Enfin cette chose invraisemblable arriva que la grande aiguille de la pendule finit tout de même le double tour qu’elle devait accomplir et que je pus me diriger vers la petite rue où habitait Mᵐᵉ Chéron.

Je me trouvai bientôt devant une grille, en face d’une petite maison blanche, bien carrée, précédée d’un jardin où se trouvaient une pièce d’eau, sans eau, et une boule de verre sur un trépied. Je me dis, pour excuser ce décor, que Mᵐᵉ Chéron n’habitait pas chez elle, mais chez ses beaux-parents, et que cette boule de verre ne lui était pas imputable. Une Atalante en plâtre sale, à l’entrée d’un bosquet, s’élançait dans une course éternelle. J’arrivai jusqu’à un perron et à une porte vitrée, derrière laquelle se trouvait la plus âgée des femmes de ménage de France, dont le visage, serré dans un bonnet, se rétrécissait à vue d’œil. Elle me fit entrer dans un salon obscur où tout, piano, fauteuils et pendule, était recouvert de housses. Il semblait qu’un invisible éteignoir pesât sur cette pièce. Je m’assis sur un canapé qui, sous sa housse blanche, se boursouflait de petits paquets de camphre ou de naphtaline. J’étais le seul objet qui ne fût pas recouvert d’un dessus protecteur. Il me semblait que je profanais ce mystère, et qu’arrivant, moi, intrus, au milieu de ces choses endormies, il n’y avait aucune raison pour que je ne m’endormisse point à mon tour. Je me sentais m’identifier peu à peu à ce mobilier engourdi et ce fut une surprise et un sursaut quand la porte craqua et que la lumière envahit à nouveau ce séjour du sommeil.

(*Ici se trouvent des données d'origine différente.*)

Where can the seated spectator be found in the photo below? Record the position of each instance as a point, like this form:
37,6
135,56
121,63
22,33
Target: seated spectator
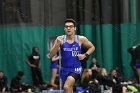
16,85
94,64
3,82
116,85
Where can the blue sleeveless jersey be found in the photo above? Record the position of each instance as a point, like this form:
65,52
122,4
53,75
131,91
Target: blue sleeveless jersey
69,61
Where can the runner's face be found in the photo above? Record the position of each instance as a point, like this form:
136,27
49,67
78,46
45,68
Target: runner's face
69,28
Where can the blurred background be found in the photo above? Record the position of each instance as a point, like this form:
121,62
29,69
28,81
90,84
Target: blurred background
112,26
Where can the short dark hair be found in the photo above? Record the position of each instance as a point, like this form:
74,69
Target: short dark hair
33,49
20,73
70,20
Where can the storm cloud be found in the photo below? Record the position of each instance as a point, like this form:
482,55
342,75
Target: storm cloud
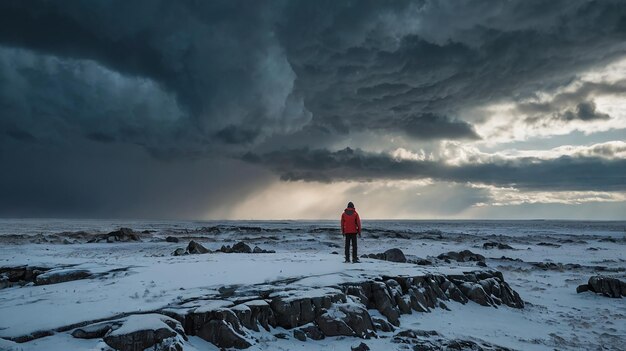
176,92
527,173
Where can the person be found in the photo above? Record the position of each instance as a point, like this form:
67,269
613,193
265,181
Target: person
350,228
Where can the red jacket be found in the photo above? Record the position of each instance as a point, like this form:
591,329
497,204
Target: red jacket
350,222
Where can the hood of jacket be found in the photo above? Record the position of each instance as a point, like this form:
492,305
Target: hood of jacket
350,211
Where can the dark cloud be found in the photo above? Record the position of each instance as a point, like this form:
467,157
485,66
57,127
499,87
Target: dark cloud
92,89
564,173
585,111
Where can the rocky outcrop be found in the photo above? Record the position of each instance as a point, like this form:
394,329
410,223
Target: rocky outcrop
607,286
195,248
259,250
217,324
431,340
348,319
360,347
242,247
97,330
120,235
497,245
462,256
62,275
392,255
139,332
342,310
312,332
19,275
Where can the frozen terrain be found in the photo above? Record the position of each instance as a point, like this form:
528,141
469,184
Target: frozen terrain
77,275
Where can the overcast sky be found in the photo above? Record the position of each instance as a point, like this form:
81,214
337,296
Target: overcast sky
290,109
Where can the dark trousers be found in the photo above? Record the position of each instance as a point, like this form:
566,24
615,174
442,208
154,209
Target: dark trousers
351,238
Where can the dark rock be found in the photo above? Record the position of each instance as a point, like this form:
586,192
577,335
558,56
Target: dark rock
496,245
395,255
392,255
462,256
221,334
241,247
259,250
299,334
610,287
261,313
131,337
95,331
313,332
423,262
331,326
55,277
123,234
505,258
582,288
196,248
346,319
548,244
383,303
361,347
382,325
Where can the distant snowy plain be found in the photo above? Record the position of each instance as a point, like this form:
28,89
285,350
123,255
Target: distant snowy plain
548,261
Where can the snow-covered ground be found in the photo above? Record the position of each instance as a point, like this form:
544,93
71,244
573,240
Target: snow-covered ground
129,277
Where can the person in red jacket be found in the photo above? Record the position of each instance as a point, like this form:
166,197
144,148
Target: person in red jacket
350,227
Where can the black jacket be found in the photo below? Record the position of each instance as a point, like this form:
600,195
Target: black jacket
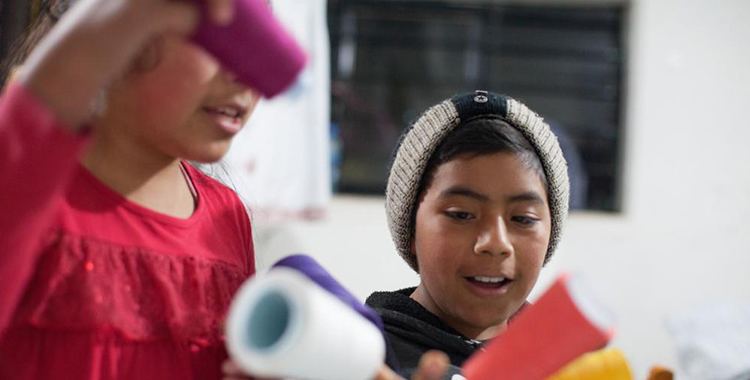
411,331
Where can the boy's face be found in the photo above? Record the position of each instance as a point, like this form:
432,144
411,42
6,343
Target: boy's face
482,231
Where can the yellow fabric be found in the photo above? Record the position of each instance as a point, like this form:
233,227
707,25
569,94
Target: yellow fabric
608,364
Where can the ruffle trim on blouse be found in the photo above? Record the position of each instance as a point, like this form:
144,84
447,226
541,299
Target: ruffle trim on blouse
83,284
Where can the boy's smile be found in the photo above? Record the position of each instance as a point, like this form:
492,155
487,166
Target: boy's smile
482,231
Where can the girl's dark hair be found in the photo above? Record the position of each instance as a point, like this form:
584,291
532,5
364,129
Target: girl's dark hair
48,15
479,137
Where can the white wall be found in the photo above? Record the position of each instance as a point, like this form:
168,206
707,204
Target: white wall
684,235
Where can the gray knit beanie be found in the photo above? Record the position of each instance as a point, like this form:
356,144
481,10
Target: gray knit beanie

—Oh! vous êtes dans une complète obscurité, monsieur! Je ne comprends pas Emérancie de vous laisser ainsi là-dedans. Pourquoi n’a-t-elle pas ouvert les fenêtres?

Et Mᵐᵉ Chéron, sans aucun respect pour le sommeil des fauteuils, bousculant les meubles qui lui barraient le chemin, alla jusqu’à la fenêtre. D’un geste vigoureux, elle triompha de la mauvaise volonté geignante de la fenêtre et releva jusqu’au ciel les persiennes rétives et qui grinçaient. Puis elle se retourna. Je me trouvai en présence d’une femme blonde, plutôt petite et mince, avec de beaux yeux gris et doux et des dents éclatantes. Elle s’assit en face de moi, le visage empreint d’une gravité qui lui seyait d’autant plus qu’on sentait bien qu’elle ne lui était pas habituelle.

—Croyez-vous, me dit-elle, quelle chose épouvantable!... Je ne sais plus que penser... Qu’est-il arrivé, au juste?

Je lui racontai ma visite à Toul et comment j’avais appris ce qu’elle savait maintenant par la lecture des journaux. Elle me dit avec beaucoup d’expansion toute sa peine et tout l’énervement que lui causait l’attitude de sa famille, depuis longtemps défavorable à Larcier et qui, avec un air apitoyé, triomphait de ce malheur. Elle avait donc autour d’elle la même hostilité hypocrite que celle que j’avais laissée au quartier, et ce fut pour nous deux un grand soulagement de nous retrouver l’un et l’autre et de communier dans notre amitié pour le pauvre Larcier.

Nous avions eu la même idée: on était bien forcé de s’incliner devant le faisceau de preuves qu’avait réunies la justice, mais il nous était impossible de croire que Larcier fût un criminel.

Elle n’avait pas comme moi imaginé l’hypothèse d’un accident, et ses impressions avaient été plus confuses. Aussi fut-elle très soulagée quand je lui parlai de ma supposition. Elle aussi désirait revoir Larcier, lui parler, entendre de lui le récit de ce qui s’était passé. Ce qui nous effrayait un peu, c’est qu’il ne nous eût pas écrit; mais, après tout, s’il voulait se soustraire aux recherches de la justice, il était un peu dangereux de nous donner de ses nouvelles. Je dis à Mᵐᵉ Chéron que j’allais me mettre à la recherche de mon camarade, et que j’avais obtenu une permission pour cela.